Former prime minister Liz Truss has taken aim at the “deep state” at a major US political conference.
Speaking on a panel marking the opening night of the Conservative Political Action Conference (CPAC), Truss told attendees she faced a “huge establishment backlash” during her short tenure as PM, particularly “from the state itself”.
Truss was hailed as a new “Margaret Thatcher” by CPAC panel moderator KT McFarland, who served as former president Donald Trump’s deputy national security adviser.
Also speaking on the panel was former UKIP leader Nigel Farage, who was welcomed as the “champion of Brexit”.
Singling out “trans activists” and “environmental extremists”, Truss argued problematic individuals were filling the ranks of the civil service.

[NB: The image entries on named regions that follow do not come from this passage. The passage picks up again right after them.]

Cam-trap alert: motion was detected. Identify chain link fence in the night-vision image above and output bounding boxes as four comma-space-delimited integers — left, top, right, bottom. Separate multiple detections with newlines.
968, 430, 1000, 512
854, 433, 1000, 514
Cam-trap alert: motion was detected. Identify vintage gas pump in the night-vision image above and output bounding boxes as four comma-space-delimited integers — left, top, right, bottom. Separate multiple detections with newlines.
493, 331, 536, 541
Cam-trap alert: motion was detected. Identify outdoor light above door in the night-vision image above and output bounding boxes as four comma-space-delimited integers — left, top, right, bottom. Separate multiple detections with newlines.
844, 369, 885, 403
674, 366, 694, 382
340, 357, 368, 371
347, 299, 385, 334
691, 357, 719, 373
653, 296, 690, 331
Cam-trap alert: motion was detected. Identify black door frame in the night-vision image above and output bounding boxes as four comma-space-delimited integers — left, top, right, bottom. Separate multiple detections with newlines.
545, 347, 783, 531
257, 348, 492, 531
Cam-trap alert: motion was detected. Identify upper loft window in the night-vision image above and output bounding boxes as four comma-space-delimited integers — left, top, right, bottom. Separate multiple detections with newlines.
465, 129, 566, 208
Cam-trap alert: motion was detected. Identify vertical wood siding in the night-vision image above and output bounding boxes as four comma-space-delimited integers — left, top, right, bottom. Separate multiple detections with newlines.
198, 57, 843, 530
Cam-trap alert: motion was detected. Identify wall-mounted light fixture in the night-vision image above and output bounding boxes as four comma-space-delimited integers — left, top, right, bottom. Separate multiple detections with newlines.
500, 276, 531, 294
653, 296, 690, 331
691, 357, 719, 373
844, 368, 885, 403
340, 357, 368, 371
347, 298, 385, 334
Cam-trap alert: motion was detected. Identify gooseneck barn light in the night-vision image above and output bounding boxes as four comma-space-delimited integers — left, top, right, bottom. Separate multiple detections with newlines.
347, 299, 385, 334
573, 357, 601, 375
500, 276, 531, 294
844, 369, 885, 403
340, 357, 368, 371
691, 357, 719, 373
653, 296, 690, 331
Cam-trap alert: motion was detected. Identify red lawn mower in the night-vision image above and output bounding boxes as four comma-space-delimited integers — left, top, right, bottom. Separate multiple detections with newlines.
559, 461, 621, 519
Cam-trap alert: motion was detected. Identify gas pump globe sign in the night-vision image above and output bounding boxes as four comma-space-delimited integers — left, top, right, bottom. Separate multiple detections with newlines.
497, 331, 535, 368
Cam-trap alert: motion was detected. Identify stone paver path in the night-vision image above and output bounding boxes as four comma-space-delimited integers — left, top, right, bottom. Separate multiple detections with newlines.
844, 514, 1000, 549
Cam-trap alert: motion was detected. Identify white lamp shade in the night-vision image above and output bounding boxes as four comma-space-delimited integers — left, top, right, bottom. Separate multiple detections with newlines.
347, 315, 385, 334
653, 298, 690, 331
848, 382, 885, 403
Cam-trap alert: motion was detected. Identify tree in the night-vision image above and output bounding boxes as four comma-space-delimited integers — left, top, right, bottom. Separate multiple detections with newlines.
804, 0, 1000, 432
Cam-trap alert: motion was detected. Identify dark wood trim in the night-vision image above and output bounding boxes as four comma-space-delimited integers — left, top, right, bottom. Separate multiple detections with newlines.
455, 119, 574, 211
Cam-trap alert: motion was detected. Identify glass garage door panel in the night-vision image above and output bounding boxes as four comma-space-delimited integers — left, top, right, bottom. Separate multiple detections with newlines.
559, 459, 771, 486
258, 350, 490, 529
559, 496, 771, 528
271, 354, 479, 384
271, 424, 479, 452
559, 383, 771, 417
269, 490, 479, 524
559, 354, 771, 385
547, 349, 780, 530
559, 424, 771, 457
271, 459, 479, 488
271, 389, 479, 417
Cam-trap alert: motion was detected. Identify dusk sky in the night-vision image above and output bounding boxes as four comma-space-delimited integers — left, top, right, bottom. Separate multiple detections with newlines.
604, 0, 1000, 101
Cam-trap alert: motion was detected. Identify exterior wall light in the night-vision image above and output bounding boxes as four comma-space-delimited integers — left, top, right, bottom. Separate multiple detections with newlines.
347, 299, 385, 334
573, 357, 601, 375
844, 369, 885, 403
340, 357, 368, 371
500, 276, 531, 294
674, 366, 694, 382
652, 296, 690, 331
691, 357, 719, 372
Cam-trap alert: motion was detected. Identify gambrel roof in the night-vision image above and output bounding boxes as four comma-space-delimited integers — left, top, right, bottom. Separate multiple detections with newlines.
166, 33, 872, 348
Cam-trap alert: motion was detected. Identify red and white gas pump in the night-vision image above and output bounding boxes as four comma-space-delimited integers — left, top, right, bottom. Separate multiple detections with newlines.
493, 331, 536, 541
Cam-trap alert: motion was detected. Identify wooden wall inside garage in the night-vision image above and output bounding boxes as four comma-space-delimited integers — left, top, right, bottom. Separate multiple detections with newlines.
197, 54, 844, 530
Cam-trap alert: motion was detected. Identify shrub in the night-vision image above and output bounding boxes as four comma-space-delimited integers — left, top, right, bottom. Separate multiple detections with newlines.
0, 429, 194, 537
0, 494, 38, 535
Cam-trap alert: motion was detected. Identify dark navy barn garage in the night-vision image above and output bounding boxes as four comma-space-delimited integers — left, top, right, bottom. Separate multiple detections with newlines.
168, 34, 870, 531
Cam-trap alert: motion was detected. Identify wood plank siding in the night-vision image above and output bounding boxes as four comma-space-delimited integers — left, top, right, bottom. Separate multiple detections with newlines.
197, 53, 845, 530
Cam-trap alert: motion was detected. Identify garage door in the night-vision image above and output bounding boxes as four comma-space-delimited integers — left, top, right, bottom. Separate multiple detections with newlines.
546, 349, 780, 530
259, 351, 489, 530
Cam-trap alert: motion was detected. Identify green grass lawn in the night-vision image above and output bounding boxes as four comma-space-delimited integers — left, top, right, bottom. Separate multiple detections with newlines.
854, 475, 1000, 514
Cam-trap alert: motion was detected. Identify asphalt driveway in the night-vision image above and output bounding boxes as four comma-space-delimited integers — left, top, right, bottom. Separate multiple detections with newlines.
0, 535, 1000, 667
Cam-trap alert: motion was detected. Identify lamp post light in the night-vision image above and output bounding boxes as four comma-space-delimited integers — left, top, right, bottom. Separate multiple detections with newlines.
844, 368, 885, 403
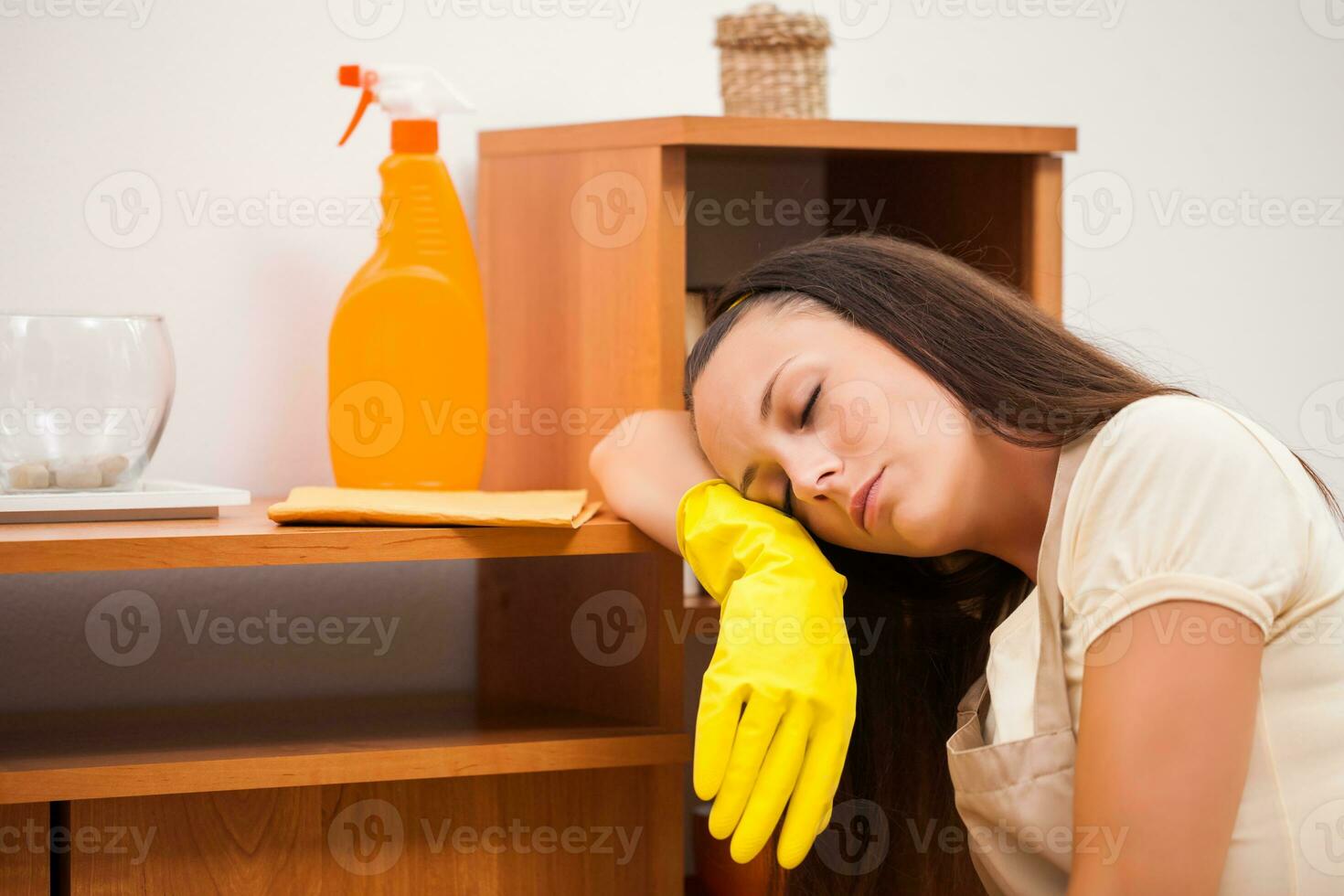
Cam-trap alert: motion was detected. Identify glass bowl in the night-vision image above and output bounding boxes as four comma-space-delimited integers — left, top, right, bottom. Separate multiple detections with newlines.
0, 313, 176, 493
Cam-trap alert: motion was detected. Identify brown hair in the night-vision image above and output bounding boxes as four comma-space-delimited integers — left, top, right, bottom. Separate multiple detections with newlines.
683, 235, 1344, 893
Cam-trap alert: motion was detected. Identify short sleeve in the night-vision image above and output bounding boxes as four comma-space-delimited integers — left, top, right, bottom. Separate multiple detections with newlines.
1059, 395, 1310, 649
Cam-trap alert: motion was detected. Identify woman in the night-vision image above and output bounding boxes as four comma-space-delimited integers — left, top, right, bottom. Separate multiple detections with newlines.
592, 237, 1344, 893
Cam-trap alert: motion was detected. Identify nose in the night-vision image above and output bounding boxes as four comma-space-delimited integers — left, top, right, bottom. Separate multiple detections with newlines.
783, 439, 844, 507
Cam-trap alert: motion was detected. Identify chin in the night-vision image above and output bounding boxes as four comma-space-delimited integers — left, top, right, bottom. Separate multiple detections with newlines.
883, 503, 960, 558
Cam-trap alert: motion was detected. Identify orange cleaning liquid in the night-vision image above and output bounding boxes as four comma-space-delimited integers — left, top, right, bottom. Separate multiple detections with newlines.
328, 121, 488, 489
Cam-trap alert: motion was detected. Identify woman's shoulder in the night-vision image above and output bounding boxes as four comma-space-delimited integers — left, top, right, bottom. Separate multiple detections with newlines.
1079, 393, 1315, 502
1061, 395, 1325, 634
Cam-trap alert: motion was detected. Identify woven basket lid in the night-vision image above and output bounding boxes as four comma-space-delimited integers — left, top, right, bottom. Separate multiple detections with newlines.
714, 3, 830, 49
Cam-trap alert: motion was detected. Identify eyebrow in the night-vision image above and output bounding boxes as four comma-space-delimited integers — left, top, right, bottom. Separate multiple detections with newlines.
738, 355, 797, 497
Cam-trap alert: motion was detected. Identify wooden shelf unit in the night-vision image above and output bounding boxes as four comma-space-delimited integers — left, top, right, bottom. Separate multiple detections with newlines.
0, 500, 691, 896
0, 117, 1076, 896
477, 115, 1076, 896
0, 695, 689, 804
0, 498, 661, 572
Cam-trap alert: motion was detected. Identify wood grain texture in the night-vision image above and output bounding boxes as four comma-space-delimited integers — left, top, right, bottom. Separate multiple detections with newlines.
1021, 155, 1064, 318
71, 767, 681, 896
478, 146, 686, 500
0, 696, 691, 804
480, 115, 1078, 160
0, 802, 51, 896
0, 498, 661, 575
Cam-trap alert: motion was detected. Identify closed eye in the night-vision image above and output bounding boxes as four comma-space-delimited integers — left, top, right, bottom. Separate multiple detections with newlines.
781, 383, 821, 516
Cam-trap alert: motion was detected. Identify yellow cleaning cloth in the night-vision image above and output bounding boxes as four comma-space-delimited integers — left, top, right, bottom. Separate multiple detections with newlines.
266, 485, 603, 529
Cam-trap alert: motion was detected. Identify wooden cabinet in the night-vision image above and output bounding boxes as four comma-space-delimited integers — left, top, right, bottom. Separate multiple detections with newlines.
0, 516, 689, 896
0, 117, 1075, 896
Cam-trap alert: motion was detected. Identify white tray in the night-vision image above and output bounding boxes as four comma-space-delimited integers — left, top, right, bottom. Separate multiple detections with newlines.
0, 480, 251, 523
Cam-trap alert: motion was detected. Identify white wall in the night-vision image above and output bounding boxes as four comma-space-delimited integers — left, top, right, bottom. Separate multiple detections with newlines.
0, 0, 1344, 709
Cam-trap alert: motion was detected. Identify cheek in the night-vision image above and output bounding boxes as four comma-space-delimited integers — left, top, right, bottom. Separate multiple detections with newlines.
817, 380, 898, 459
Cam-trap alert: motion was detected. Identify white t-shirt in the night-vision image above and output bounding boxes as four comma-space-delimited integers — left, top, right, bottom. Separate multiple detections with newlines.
986, 395, 1344, 895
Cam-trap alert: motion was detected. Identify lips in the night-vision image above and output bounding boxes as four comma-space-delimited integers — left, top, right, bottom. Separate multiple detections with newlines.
849, 467, 886, 532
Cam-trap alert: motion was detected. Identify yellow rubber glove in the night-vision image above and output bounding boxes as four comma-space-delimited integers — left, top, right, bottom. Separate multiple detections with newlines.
676, 480, 856, 868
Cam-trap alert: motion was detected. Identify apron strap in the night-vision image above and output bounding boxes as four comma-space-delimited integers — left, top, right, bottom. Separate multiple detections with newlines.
1033, 427, 1099, 735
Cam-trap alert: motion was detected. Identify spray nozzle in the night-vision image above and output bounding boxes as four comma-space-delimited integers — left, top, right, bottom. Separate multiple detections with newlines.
337, 65, 475, 145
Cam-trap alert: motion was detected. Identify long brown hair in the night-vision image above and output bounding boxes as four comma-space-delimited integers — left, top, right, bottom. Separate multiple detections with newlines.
683, 235, 1341, 895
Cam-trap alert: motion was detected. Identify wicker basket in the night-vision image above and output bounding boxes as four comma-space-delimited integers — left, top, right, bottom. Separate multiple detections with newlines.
714, 3, 830, 118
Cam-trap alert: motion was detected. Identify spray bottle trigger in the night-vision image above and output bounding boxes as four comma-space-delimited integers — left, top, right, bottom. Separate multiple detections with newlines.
336, 88, 374, 146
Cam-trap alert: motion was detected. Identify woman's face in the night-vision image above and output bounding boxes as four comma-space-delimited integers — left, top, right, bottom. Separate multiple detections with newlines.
692, 304, 984, 556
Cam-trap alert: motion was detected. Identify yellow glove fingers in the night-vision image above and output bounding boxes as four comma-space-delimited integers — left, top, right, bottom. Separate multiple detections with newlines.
730, 705, 812, 864
777, 727, 849, 868
691, 676, 750, 799
709, 693, 784, 839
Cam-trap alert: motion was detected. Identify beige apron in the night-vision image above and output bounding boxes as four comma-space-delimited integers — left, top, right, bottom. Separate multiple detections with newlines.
947, 429, 1097, 896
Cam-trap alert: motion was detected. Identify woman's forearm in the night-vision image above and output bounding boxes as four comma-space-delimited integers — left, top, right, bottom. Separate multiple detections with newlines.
589, 410, 718, 550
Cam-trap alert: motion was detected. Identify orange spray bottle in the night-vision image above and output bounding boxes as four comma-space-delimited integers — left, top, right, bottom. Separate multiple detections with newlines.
326, 65, 488, 489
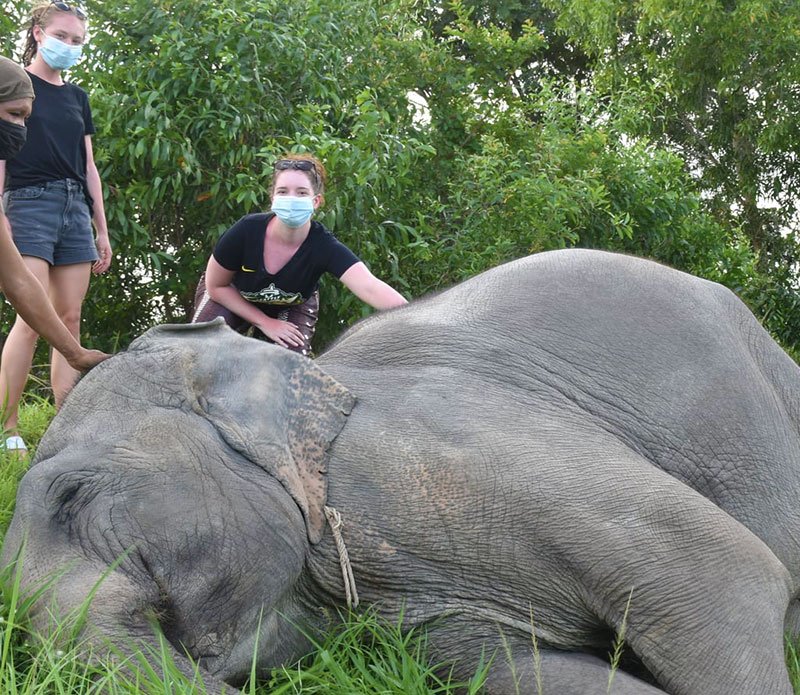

Truss said: “What has happened in Britain over the past 30 years, is power that used to be in the hands of politicians has been moved to quangos and bureaucrats and lawyers. So what you find is you find a democratically elected government actually unable to enact policies”.
Asked to explain what a quango is to the American audience, she replied she meant “Quasi-Non Governmental Organisations”.
Quangos are administrative bodies outside the civil service that receive funding from the government, such as the Forestry Commission and the British Council.
She said: “In America you call it the administrative state or the deep state, well, we have more than 500 of these quangos in Britain, and they run everything.
“We’ve got the Environment Agency, we’ve got the Office of Budget Responsibility, we’ve got the Bank of England, we’ve got the Judicial Appointments Commission.”
“We have a major problem with our administrative bureaucracy”, she added. “And I think it’s got a lot worse”.
“Now people are joining the civil service who are essentially activists, they might be trans activists, they might be environmental extremists, but they are now having a voice within the civil service in a way I don’t think was true 30 or 40 years ago, so we just have a wholly new problem”, she said.
Taking aim at former prime minister Sir Tony Blair, Truss said: “He got rid of the traditional role of the Lord Chancellor, who sat in the cabinet and was the head of the judiciary he instead put control of appointments in the hands of a quango.
“So what you have is rather than democratically elected politicians being accountable for decisions, often those decisions are now in the hands of people who aren’t elected”.
Ahead of her arrival in the US, Truss wrote an op-ed for conservative media organisation Fox News in which she also took a swipe at Joe Biden, warning that American values were “being undermined” by left-wing ideas.